Already the International Boxing Federation bantamweight champion, Rafael, 31, is moving up in weight to fight champion Israel Vazquez for the WBC’s super-bantamweight title Saturday at the Home Depot Center.

Two weeks later, former IBF and World Boxing Assn. featherweight champion Juan Manuel, 33, also will step up in weight trying to strip his popular countryman Marco Antonio Barrera of the WBC super-featherweight belt in an HBO pay-per-view bout at Mandalay Bay Resort in Las Vegas.

“This has been something we’ve been waiting for,” Rafael said. “We gave it our all in the past to do something like this. We’re very proud to be part of history.”

Advertisement

The path to joining the list of brother world champions that includes Leon and Michael Spinks, Donald and Bruce Curry, Gabriel and Rafael Ruelas, and Vitali and Wladimir Klitchsko began humbly when Rafael Marquez Sr., now 63, taught his sons to box in a small bedroom of the family’s Iztapalapa home.

“We saw many Mexican fighters down here doing great,” Juan Manuel said. “We thought, ‘Why not make it a career?’ It wasn’t only the money someone like Julio Cesar Chavez was getting, but proving to people, and to myself, that I can do things well.”

Rafael said he “just followed [Juan Manuel] into the gym one day.”

Similarly, Rafael tagged along one day when Juan Manuel went to visit his girlfriend, Erica, and took a liking to her sister Araceli. The brothers wound up marrying the sisters.

“We’ve learned you don’t intervene in either one’s marriage,” Juan Manuel said.

There are differences, however. Juan Manuel is more reserved, Rafael more outgoing.

“My father taught us boxing, but each fight we acquired experience and our styles became different,” Juan Manuel said. “I box more, use a lot of technique. Rafael has no problem just standing in the middle of the ring and trading punches with whoever he’s fighting.”

Away from the ring, their mother, Maria De La Luz Manuel, stressed education and religion. Juan Manuel gained an accounting certificate from a trade college in Mexico. The brothers say they’ve attended Catholic church masses each Sunday since childhood.

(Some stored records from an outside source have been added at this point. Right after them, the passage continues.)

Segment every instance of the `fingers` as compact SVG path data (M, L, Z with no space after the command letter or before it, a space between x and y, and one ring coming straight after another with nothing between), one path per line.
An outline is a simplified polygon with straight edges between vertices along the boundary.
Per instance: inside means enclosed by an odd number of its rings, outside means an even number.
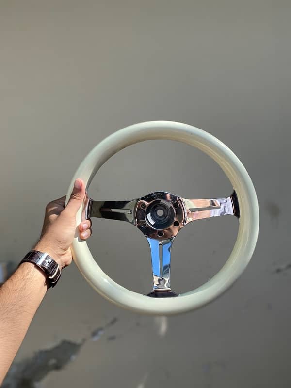
M85 196L85 184L82 179L76 179L71 196L64 211L70 216L75 216Z
M92 229L91 220L85 220L81 222L78 228L80 231L79 235L82 240L86 240L89 238L92 234Z

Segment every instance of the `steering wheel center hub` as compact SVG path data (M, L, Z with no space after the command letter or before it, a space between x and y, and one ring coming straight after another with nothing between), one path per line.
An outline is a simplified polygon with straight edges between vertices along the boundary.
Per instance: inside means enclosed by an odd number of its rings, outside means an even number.
M174 237L184 225L185 214L179 197L155 192L140 198L135 210L137 227L146 237Z
M146 208L146 218L154 229L167 229L173 224L176 212L173 205L163 200L154 201Z

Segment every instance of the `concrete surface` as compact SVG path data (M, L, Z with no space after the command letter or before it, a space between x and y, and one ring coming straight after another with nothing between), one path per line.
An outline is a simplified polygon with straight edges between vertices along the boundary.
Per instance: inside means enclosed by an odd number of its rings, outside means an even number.
M218 137L249 171L260 210L245 272L186 315L121 309L74 264L66 269L5 388L291 386L291 11L280 0L0 2L0 261L16 265L31 248L46 204L65 194L96 144L140 121L182 121ZM231 192L201 152L152 141L111 159L90 194L127 199L159 189L198 198ZM218 217L182 231L173 250L174 291L216 273L237 226L234 218ZM93 230L89 244L102 268L129 288L150 291L141 233L108 220L94 220Z

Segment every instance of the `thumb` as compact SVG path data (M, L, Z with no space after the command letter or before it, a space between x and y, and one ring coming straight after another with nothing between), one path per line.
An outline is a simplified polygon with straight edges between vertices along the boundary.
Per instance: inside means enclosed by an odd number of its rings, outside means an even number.
M75 216L82 204L84 196L85 184L82 179L76 179L69 202L64 211L72 216Z

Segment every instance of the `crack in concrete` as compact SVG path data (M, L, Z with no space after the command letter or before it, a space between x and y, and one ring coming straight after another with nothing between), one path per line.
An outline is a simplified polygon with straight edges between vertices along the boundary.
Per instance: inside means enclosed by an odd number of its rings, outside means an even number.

The Marquez brothers also have been heavily influenced by their longtime trainer and consultant Ignacio “Nacho” Beristain, whose conditioning routine includes lengthy training stays in the mountains of Nevada de Toluca -- no running water, no electricity, no gas.

Advertisement

“That’s where men are built,” Juan Manuel said.

That grit has been displayed in Juan Manuel’s early-career six-year winning streak, a 2003 knockout of Manuel Medina that gave him the IBF crown, a 2004 WBA title win by TKO over Derrick Gainer and the spirited 2004 draw he gained with Manny Pacquiao despite suffering three first-round knockdowns.

A chance for a lucrative rematch with Pacquiao never materialized, however, as Juan Manuel and Beristain argued with Top Rank promoter Bob Arum, ultimately rejecting a $700,000 offer. Juan Manuel then lost the belts in Indonesia to Chris John. He is now promoted by Oscar De La Hoya’s Golden Boy Promotions.

“Juan Manuel doesn’t regret not staying with someone who wants to keep most of the money without throwing any of the punches,” the Marquez’s advisor, Jaime Quintana, said of Arum.

Rafael also said he left Top Rank -- for Gary Shaw Productions -- to seek greater purses. He has won 15 consecutive fights since 2000, including an eighth-round TKO over 5-1 favorite Tim Austin in a 2003 IBF bantamweight title fight and two consecutive TKOs of bantamweight challenger Silence Mabuza.

As the brothers attempt to advance their careers with Rafael fighting a Showtime main event and Juan Manuel taking on the Mexican legend Barrera in a pay-per-view headliner, they will be missing their father in the corner.

Rafael Sr.’s weakened heart has resulted in doctor’s orders to stay home in Mexico City.

“The prescription for his heart not being in great condition is that he try to keep it calm and relaxed and avoid hard emotions,” Rafael said. “He’s still always with us training in the gym, though.”

Advertisement

“We can say this is a tribute to our dad, he taught us everything that we know,” Juan Manuel said. “He didn’t make it big in boxing himself, but if either of us wins, that’s like my father being a champion too.”